Fact to fiction
I don't know where it came from, but the other day a thought crossed my mind. It wasn't even fully formed thought. It was just a simple saying that resonated within me. As I considered it, I felt there was great truth in it. The thought, the saying? "We often take a mere flavor of fact and turn it into a feast of fiction."
That was it. Not profound by the standards of great philosophers, but pretty profound for me given my lower standards. The more I considered it, the more I realized it described one of the weaknesses, one of the failings, of humankind. Too often we hear some slip of truth and quickly turn it into a full blown fictional story that is embellished to resemble a Hollywood movie. That or we take some small fact and turn it into something major that is harmful to someone else.
Most often it isn't our singular effort but rather a collaborative effort starting with us telling of that slip of a fact to get the ball rolling or in retelling, with a few tweaks, something to keep the ball rolling. When we mention an innocuous single fact it seems to take on a life of its own. We have heard of experiments with the relaying of some small story, some mere fact from person to person. By the time it reaches the end of the line and then is compared with what was first told, the differences are startling.
We often do the same thing with information we hear about some family member or friend. Or it might be something that someone passed along to us. We hear a rumor or a suggestion concerning someone we know, and our creative and fertile minds grow it into something more than it merits. Too often the embellished story comes at the expense of someone else.
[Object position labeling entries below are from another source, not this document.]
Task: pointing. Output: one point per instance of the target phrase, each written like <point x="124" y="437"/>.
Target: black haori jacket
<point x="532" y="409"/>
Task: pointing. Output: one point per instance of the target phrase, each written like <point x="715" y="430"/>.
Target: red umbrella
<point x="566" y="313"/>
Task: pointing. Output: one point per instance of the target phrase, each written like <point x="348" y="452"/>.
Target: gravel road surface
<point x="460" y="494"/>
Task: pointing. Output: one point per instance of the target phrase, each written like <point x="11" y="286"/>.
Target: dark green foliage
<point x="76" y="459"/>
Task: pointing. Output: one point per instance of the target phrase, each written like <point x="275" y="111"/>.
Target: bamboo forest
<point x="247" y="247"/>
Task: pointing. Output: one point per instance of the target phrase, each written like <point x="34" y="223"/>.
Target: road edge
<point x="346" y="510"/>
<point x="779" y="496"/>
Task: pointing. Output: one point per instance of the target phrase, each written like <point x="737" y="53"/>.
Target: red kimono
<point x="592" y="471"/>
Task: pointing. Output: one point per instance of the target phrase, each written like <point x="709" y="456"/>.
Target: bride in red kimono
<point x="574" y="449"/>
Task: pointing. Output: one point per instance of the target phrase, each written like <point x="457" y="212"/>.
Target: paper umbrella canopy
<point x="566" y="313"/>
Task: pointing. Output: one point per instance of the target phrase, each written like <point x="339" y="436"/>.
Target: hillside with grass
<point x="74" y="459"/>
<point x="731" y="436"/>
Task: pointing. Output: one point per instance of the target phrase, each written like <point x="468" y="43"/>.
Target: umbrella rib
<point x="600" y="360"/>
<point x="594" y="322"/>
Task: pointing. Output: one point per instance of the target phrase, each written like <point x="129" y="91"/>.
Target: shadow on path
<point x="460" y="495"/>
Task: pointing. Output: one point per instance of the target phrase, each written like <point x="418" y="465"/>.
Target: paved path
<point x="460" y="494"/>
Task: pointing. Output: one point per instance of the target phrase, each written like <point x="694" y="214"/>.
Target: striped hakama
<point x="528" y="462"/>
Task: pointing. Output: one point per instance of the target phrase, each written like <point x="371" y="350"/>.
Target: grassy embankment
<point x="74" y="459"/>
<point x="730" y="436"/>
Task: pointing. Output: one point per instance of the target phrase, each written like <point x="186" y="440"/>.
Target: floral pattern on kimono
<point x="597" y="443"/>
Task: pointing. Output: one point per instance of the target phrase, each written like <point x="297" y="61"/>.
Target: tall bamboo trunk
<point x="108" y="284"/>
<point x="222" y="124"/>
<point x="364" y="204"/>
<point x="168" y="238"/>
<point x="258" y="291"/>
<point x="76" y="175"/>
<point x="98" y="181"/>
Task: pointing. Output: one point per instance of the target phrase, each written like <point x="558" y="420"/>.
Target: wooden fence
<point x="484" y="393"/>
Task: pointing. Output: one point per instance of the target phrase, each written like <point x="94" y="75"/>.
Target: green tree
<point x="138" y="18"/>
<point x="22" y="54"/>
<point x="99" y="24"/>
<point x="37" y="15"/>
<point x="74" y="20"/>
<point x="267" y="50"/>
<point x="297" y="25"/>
What starts as an innocuous bit of information becomes a fully fledged story that most times is injurious to the party it is about.
Maybe it's our subconscious need to demean others in the public's eye so we appear better. Or maybe it just our inherent need to hear or be the source of juicy slander. The only time we don't care for it is when we are the subject of that growing, malicious story. Then we wonder how anyone could be so cruel.
Will the fourth or fifth person to tell someone of this musings get it right? I think not.